Ever since Westworld left the parks, it’s looked for all kinds of excuses to include the first two seasons’ penchant for cheeky music choices, and this is, unfortunately, one of the most forced yet.
Riding on a crowded subway car, Dolores releases the Insight profiles, and we immediately see the effects: people stare at their phones, learning how and when they’ll die, or what horrible fates await their loved ones. Exiting the subway (to a sad slow cover of “Space Oddity,” naturally), the world descends into infighting and chaos. “They’ve retreated to their base selves,” says Liam Jr. With the Shining theme playing oh-so-obviously, they take him to the bridge where Rohoboam predicts Caleb himself will commit suicide in a decade; no longer needing him, Ash shoots Liam dead, and she and Giggles leave.
All season, Dolores’s presence has been framed as a doom to humankind — destruction of man as penance for the sins they have foisted on robotkind. In “Genre,” we see her modus operandi expand to save humanity from the same systems of control that beset the hosts in Westworld. “We’re taking them off their loops,” she says of the humans she sees let loose from the world. Season 3 of Westworld seems uniquely focused on the age-old question of whether our fate is set, or whether we can do something to change it. Is Caleb fated to kill himself on a bridge one lonely, windswept night? Or can he, and the rest of humanity, find a way to escape the rails Rohoboam has put them on?
Random thoughts:
- Serac’s first name is “Engerraund”? Sheesh, okay.

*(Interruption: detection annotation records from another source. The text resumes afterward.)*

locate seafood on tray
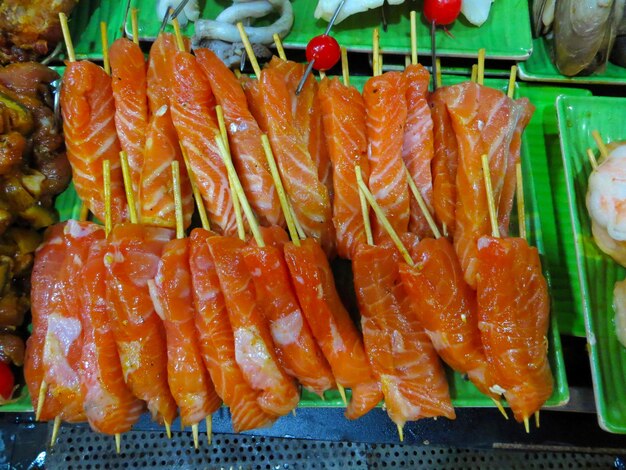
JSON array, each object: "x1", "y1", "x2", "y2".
[{"x1": 20, "y1": 2, "x2": 552, "y2": 441}]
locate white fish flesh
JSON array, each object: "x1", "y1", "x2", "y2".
[
  {"x1": 314, "y1": 0, "x2": 404, "y2": 24},
  {"x1": 461, "y1": 0, "x2": 493, "y2": 26},
  {"x1": 613, "y1": 280, "x2": 626, "y2": 347}
]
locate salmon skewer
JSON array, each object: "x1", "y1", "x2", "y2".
[
  {"x1": 67, "y1": 221, "x2": 145, "y2": 435},
  {"x1": 363, "y1": 72, "x2": 410, "y2": 243},
  {"x1": 60, "y1": 61, "x2": 126, "y2": 223},
  {"x1": 189, "y1": 228, "x2": 275, "y2": 432},
  {"x1": 477, "y1": 156, "x2": 554, "y2": 426},
  {"x1": 172, "y1": 51, "x2": 237, "y2": 235},
  {"x1": 445, "y1": 82, "x2": 519, "y2": 288},
  {"x1": 353, "y1": 242, "x2": 455, "y2": 436},
  {"x1": 104, "y1": 223, "x2": 176, "y2": 432},
  {"x1": 243, "y1": 231, "x2": 335, "y2": 396},
  {"x1": 260, "y1": 58, "x2": 335, "y2": 254},
  {"x1": 318, "y1": 79, "x2": 369, "y2": 259},
  {"x1": 195, "y1": 49, "x2": 284, "y2": 225},
  {"x1": 24, "y1": 224, "x2": 71, "y2": 421},
  {"x1": 400, "y1": 237, "x2": 498, "y2": 399},
  {"x1": 207, "y1": 237, "x2": 300, "y2": 417},
  {"x1": 150, "y1": 163, "x2": 222, "y2": 448},
  {"x1": 402, "y1": 64, "x2": 435, "y2": 238},
  {"x1": 429, "y1": 87, "x2": 458, "y2": 235},
  {"x1": 109, "y1": 38, "x2": 148, "y2": 207}
]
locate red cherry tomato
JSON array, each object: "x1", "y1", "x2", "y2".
[
  {"x1": 306, "y1": 34, "x2": 341, "y2": 70},
  {"x1": 0, "y1": 362, "x2": 15, "y2": 400},
  {"x1": 424, "y1": 0, "x2": 461, "y2": 26}
]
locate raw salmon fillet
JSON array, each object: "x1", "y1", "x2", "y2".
[
  {"x1": 402, "y1": 64, "x2": 435, "y2": 238},
  {"x1": 61, "y1": 61, "x2": 126, "y2": 223},
  {"x1": 400, "y1": 237, "x2": 498, "y2": 398},
  {"x1": 498, "y1": 98, "x2": 535, "y2": 237},
  {"x1": 76, "y1": 230, "x2": 145, "y2": 435},
  {"x1": 207, "y1": 237, "x2": 300, "y2": 417},
  {"x1": 109, "y1": 38, "x2": 148, "y2": 209},
  {"x1": 284, "y1": 238, "x2": 383, "y2": 419},
  {"x1": 243, "y1": 239, "x2": 335, "y2": 396},
  {"x1": 318, "y1": 78, "x2": 369, "y2": 259},
  {"x1": 104, "y1": 223, "x2": 176, "y2": 424},
  {"x1": 352, "y1": 239, "x2": 455, "y2": 427},
  {"x1": 194, "y1": 49, "x2": 284, "y2": 229},
  {"x1": 476, "y1": 237, "x2": 553, "y2": 421},
  {"x1": 24, "y1": 223, "x2": 69, "y2": 421},
  {"x1": 363, "y1": 72, "x2": 410, "y2": 243},
  {"x1": 150, "y1": 238, "x2": 222, "y2": 426},
  {"x1": 429, "y1": 87, "x2": 458, "y2": 236},
  {"x1": 189, "y1": 228, "x2": 275, "y2": 432},
  {"x1": 446, "y1": 82, "x2": 520, "y2": 289},
  {"x1": 171, "y1": 52, "x2": 237, "y2": 235},
  {"x1": 261, "y1": 59, "x2": 335, "y2": 254}
]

No wonder he’s got a supervillain complex with that word salad.
- Stubbs (Luke Hemsworth) is back! You just can’t keep a good Hemsworth down. I didn’t mention the Bernard (Jeffrey Wright) stuff because it feels fairly vestigial to the rest of the episode, but it’s important to note that the Bernard/Stubbs dream team is together again, replicated Dolores-hosted fixer Connells (Tommy Flanagan) blows himself up along with Pom Klementieff, and that particular loose end is now closed. “My role is finished,” Dolores-Connells says, presumably referring as much to his role in the show’s script as his role in the robo-lution.
- What does Liam mean when he tells Caleb “you did it” in his dying moments?
- What does the freelancer hand Caleb at the end of the episode? What’s in the long duffel bag? A sniper rifle? Some other gadget?